Waveform Data

Waveform data and station meta information is organized by utilizing the network, station, location, and channel codes described in the SEED Manual. They are widely employed in the seismological community and serve to uniquely identify a recording instrument.

ASDF organizes all data that can be considered a seismic waveform (an actual seismic recording, barometric or temperature data, …) under the /Waveforms group. Data within that group is organized per seismic station, i.e. a unique combination of network and station code.

/Waveforms Group
Type Group
Path /Waveforms
Required False
Description Contains waveforms and station meta information.

Station Groups

Data under the /Waveforms group is organized per station in a separate group, named {NET}.{STA} where {NET} and {STA} are placeholders for the network and station codes as defined by the SEED standard. The network code can have 1 or 2 letter, the station code between 1 and 5.
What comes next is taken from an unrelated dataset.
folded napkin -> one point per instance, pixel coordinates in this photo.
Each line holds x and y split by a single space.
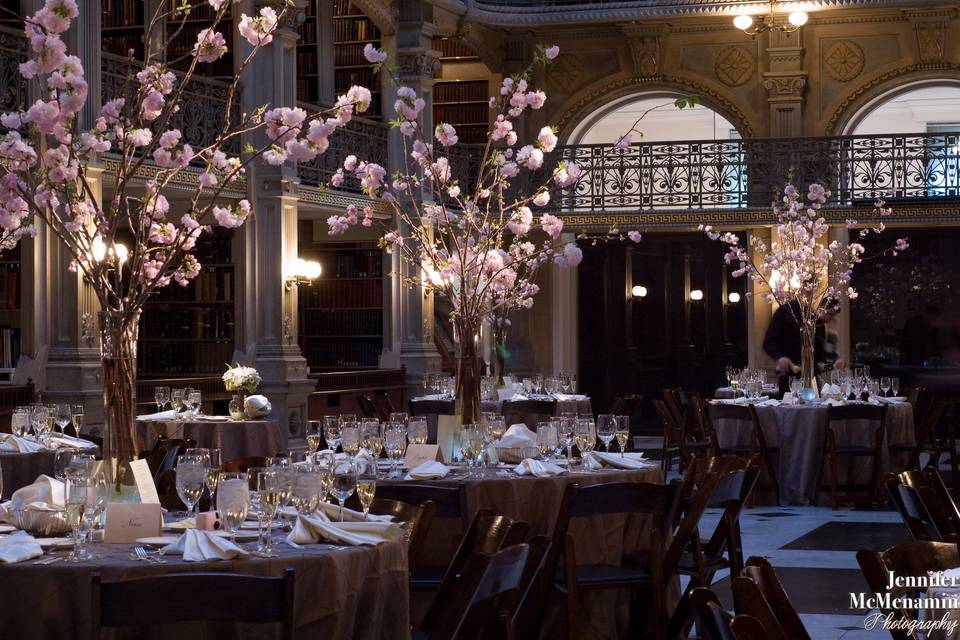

/Waveforms/{NET}.{STA} Group
Type Group
Full Path /Waveforms/{NET}.{STA}
RegEx ^[A-Z0-9]{1,2}\\.[A-Z0-9]{1,5}$
Required False
Description Contains waveforms and station meta information for a single station.

StationXML

Each station can have a single FDSN StationXML file associated with it. ASDF does not care about the version of the StationXML file but the file must not contain information about other channels. The file are stored as a binary dump in a data set called StationXML. Thus dealing with the encoding is delegated to whatever XML library reads the binary dump.

/Waveforms/{NET}.{STA}.StationXML Data Set
Type Data Set
Path /Waveforms/{NET}.{STA}.StationXML
Description Station information as a single StationXML file for a particular station.
Data Type H5T_STD_I8LE
Required False
Details
DATASET "StationXML" {
    DATATYPE  H5T_STD_I8LE
    DATASPACE  SIMPLE {
         ( * ) / ( H5S_UNLIMITED )
    }
}

Waveform Traces

The actual waveform data is stored on a per trace basis. A trace is a continuous nice behaving time series from a single channel with a regular sampling interval. It has a defined start time and a sampling rate and no gaps and overlaps. Gaps and overlaps are then represented by having multiple traces. Each station group can have an arbitrary number of traces and each trace can be arbitrarily long.

Allowed data types are half, single, and double precision two’s complement signed integers and single and double precision IEEE 768 floating point numbers which happen to be the native data types on most platforms. HDF5 transparently deals with byte order issues so choose whichever endianness is most suitable for your platform.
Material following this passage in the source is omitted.